Several suppositions shaped my choices: The Swedish Academy, though it had elected a woman, author Sara Danius, to lead it as its Permanent Secretary (i.e., Director), has mostly comprised 18 (or nearly that many) white, middle-aged and senior Swedish male academics, critics and writers. One of its prominent members, Horace Engdahl, was on record as denouncing contemporary American literature for its parochialism: "The U.S. is too isolated, too insular. They don't translate enough and don't really participate in the big dialogue of literature." (Yes, by some lights, no by many others.)  Throughout its history, the vast majority of winners have been European men, or wrote in European languages if they lived on other continents (see most of the African winners).
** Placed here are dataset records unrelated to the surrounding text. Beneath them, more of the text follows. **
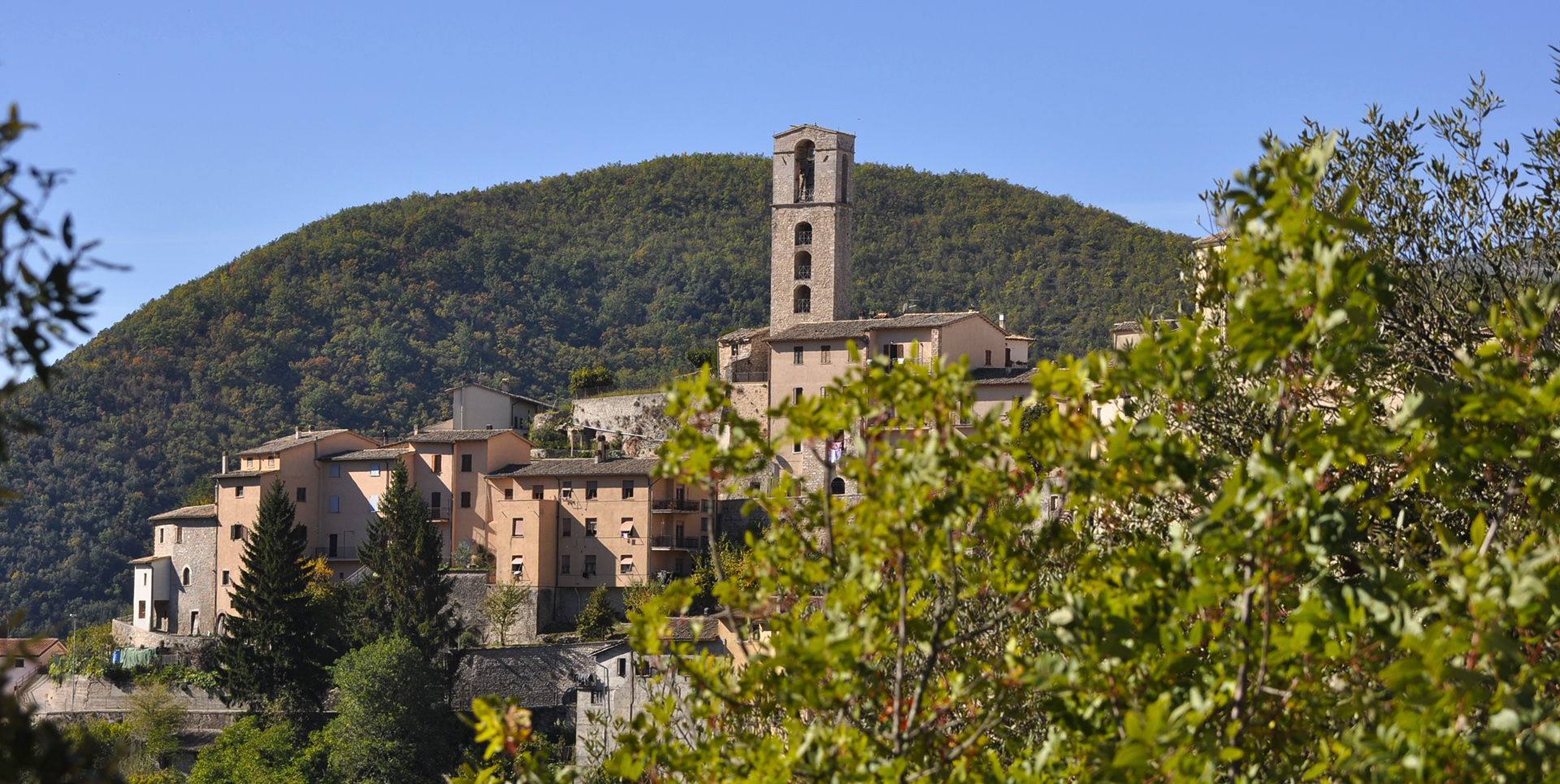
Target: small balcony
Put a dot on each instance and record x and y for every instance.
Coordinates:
(674, 505)
(679, 543)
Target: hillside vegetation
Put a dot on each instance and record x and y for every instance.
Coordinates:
(362, 320)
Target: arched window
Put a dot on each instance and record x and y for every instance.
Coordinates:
(804, 232)
(804, 266)
(804, 171)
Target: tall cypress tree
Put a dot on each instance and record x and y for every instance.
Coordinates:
(406, 555)
(271, 653)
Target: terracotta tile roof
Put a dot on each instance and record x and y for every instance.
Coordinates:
(276, 444)
(579, 466)
(367, 454)
(861, 326)
(188, 513)
(448, 437)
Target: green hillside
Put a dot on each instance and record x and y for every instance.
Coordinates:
(362, 318)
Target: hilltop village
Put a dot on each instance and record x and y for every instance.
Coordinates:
(566, 526)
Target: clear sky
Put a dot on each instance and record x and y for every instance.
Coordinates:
(202, 130)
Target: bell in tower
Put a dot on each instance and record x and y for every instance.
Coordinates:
(810, 244)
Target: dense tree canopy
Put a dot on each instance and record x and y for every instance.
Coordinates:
(362, 318)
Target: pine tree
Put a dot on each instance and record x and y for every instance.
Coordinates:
(406, 555)
(271, 653)
(596, 619)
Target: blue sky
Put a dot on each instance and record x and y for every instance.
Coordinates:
(200, 132)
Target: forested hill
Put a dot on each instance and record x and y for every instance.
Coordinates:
(362, 318)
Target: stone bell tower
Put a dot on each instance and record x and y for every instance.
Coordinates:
(810, 242)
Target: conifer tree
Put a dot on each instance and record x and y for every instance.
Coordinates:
(271, 653)
(408, 587)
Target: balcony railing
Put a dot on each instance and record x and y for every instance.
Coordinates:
(674, 505)
(681, 543)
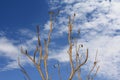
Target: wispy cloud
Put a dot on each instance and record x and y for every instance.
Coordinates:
(99, 23)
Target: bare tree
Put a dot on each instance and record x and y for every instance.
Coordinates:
(75, 65)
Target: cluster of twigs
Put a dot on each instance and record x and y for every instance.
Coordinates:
(44, 56)
(79, 63)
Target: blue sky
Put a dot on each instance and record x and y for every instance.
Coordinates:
(98, 21)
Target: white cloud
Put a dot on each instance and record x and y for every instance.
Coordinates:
(100, 30)
(11, 51)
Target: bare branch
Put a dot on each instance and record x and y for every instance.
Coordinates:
(23, 70)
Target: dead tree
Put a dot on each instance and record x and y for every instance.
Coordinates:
(73, 42)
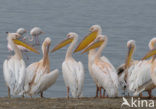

Additionally, most of the Nobel laureates have produced work that was clearly in one genre--poetry, fiction, drama, and to a far lesser degree, historical or critical nonfiction--even if they wrote in a variety of genres; radical formal innovation, outside of some notable examples, has been rare among the winners. I also took into account that certain countries or language groups with significant literary traditions--Brazil, South Korea, India, Algeria, Iran, Nigeria, Cuba, Argentina, etc. have been completely or mostly overlooked. Writers working on other languages--like those of southern India, for example--were like to be ignored completely. Lastly, the charge for this elite body has been, as per Alfred Nobel's will, to give the award for work of "an idealistic nature," and not, as I have always interpreted it, for groundbreaking, lasting, culturally or politically impactful and resonant literature. 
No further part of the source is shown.